How we cite our quotes:
Do we not wile away moments of inanity or fatigued waiting by repeating some trivial movement or sound, until the repetition has bred a want, which is incipient habit? That will help us to understand how the love of accumulating money grows an absorbing passion in men whose imaginations, even in the very beginning of their hoard, showed them no purpose beyond it. (1.2.7)
Here, it's not desire for money (or anything else) that leads us to pursue wealth—it's the other way around. Greed develops when we pursue money, and pretty soon we're hoarding it all over our house and TLC is making a reality show about us.
In his truthful simple soul, not even the growing greed and worship of gold could beget any vice directly injurious to others. (1.5.3)
Greed doesn't ruin Silas. He's so good that even growing to love gold doesn't make him a bad person, although it does get in the way of forming normal relationships. Is Eliot suggesting that people's characters are fixed, and that greed in some people is bad but in others is merely a harmless vice? Does it matter whether you're greedy for something harmless (like Beanie Babies) or harmful (like heroin)?

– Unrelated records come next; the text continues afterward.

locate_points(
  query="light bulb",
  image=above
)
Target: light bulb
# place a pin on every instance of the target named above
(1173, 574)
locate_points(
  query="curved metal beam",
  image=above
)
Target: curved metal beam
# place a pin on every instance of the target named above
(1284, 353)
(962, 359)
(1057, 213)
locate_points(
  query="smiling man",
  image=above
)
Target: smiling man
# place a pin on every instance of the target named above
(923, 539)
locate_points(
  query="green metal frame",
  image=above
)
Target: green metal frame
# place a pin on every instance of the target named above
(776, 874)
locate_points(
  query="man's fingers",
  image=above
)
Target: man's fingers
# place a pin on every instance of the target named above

The money had come to mark off his weaving into periods, and the money not only grew, but it remained with him. He began to think it was conscious of him, as his loom was, and he would on no account have exchanged those coins, which had become his familiars, for other coins with unknown faces. (1.2.7)
Silas is greedy for company rather than money, only he doesn't seem to know it. The fact that he's so particularly attached to these specific coins suggests that the money doesn't mean anything to him for its purchasing power. What he loves about money is that it doesn't change (like his friends at Lantern-Yard changed on him).